Devcontainers

I've recently been experimenting with devcontainers with the goal of running Codex in --yolo mode. So far, it's awesome and also tricky to set up. Here are some notes on my experience.

Why do this?

Codex and Claude Code have gotten to the point that they can handle basically all simple implementations and bug fixes on their own. However, they constantly need approval for commands they want to run in the terminal. As I scale up my agent usage, this is becoming a bottleneck.
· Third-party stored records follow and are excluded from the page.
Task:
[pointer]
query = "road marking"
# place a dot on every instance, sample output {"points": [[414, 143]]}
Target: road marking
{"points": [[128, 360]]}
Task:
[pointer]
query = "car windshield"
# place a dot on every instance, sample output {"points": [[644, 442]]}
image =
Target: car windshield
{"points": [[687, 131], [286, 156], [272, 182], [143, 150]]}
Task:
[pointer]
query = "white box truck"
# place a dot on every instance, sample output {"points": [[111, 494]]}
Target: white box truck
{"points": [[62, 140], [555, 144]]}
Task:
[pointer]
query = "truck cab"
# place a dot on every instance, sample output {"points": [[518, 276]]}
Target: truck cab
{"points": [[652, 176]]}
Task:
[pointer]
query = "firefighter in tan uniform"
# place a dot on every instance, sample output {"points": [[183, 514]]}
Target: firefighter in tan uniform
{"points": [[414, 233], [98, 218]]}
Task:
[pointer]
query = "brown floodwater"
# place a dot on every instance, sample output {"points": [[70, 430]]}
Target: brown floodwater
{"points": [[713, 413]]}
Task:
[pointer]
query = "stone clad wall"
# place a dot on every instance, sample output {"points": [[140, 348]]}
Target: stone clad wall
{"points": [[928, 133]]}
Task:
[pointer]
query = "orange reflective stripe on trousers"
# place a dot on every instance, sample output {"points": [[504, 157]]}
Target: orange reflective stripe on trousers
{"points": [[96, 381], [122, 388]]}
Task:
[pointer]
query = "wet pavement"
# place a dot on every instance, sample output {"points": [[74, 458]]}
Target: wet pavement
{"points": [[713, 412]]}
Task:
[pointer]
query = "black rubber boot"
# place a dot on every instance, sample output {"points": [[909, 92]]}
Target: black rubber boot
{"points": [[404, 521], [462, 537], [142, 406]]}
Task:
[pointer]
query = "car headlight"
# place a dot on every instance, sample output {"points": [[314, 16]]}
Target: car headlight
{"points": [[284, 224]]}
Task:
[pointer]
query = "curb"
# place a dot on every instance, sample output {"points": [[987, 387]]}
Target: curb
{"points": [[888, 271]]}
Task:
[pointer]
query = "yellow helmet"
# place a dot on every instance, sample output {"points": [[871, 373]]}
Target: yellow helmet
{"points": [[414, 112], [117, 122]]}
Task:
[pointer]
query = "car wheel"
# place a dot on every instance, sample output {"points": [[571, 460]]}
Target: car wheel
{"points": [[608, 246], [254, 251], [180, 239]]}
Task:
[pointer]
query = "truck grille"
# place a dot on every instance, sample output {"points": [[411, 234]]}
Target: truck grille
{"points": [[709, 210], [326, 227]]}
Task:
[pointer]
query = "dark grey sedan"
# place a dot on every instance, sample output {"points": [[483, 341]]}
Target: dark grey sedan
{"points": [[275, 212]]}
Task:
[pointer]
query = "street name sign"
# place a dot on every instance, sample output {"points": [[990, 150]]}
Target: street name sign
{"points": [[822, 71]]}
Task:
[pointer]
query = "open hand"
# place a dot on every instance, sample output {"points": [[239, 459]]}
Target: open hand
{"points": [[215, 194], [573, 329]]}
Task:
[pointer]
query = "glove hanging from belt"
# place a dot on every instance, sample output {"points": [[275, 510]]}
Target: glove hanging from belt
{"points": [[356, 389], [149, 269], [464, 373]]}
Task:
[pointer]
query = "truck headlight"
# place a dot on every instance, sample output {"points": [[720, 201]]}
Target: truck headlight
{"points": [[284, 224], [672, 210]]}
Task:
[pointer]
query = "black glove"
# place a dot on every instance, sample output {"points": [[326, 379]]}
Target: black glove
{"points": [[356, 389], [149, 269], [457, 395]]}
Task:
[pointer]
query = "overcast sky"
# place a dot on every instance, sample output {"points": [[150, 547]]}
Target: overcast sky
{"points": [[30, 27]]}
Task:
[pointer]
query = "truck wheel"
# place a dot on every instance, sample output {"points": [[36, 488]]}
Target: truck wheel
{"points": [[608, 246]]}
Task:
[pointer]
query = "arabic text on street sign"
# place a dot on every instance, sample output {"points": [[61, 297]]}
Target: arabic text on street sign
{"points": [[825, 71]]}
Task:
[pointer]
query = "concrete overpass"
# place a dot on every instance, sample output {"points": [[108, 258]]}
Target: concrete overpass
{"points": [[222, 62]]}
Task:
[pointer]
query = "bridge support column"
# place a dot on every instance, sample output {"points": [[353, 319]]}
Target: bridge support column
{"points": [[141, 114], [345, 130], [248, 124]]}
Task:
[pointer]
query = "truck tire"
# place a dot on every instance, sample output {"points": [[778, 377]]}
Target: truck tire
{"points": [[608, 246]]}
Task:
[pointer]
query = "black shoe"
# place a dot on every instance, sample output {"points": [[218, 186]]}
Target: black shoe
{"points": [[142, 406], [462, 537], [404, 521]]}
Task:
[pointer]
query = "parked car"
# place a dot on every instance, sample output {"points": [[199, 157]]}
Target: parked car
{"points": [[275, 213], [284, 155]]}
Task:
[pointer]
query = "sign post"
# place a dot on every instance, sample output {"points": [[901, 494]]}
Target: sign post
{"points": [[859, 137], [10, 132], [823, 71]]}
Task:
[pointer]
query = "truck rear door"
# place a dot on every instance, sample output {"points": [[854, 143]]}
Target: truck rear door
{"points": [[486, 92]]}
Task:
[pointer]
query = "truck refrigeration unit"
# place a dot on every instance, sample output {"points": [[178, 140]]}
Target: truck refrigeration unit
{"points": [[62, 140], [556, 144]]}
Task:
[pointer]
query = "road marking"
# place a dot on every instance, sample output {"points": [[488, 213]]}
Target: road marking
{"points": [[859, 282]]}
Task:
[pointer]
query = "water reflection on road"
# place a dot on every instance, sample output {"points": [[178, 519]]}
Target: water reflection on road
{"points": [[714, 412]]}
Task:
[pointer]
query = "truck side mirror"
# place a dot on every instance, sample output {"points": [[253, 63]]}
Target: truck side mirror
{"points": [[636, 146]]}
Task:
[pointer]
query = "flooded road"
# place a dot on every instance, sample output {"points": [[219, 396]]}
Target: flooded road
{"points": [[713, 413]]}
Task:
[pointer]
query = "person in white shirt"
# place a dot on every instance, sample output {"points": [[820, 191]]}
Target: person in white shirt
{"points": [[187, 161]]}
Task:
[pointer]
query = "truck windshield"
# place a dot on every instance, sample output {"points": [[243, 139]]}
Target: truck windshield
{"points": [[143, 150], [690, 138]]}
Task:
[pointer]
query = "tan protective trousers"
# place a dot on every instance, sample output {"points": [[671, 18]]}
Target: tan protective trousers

I wanted to be able to setup a git worktree for a feature, include any context on the task, and let the agent run until completion. Both Codex and Claude Code have flags to run without asking for permissions (--yolo for Codex and --dangerously-skip-permissions), but you might surmise from the names, these modes come with serious risks: they can do anything on your machiine, including deleting files, exfiltrating data, changing system settings, etc.

Enter devcontainers. devcontainers are isolated development environments that run in containers. By running Codex in a devcontainer, I can limit the potential damage it can do to my host machine. If something goes wrong, I can simply delete the container and start fresh. This also just feels right in the ethos of working with agents: when the entire environment is disposable and quick to spin up, you can easily pull the lever on the Codex slot machine and let it run wild.

My setup so far

I have a couple different setups for devcontainers right now. I have a "base" setup in my dotfiles repo that I use for day-to-day development - link. This includes a python environment with mounts to my Codex and uv configs. I also have Claude Code mounts but I have that in an example file since mounts will error if the files don't exist on the host mahcine - I haven't figured out an ergonomic way to handle that yet. There's also some messy leftover bits from when I was trying to have a configurable firewall for network access, but I haven't fully implemented that yet.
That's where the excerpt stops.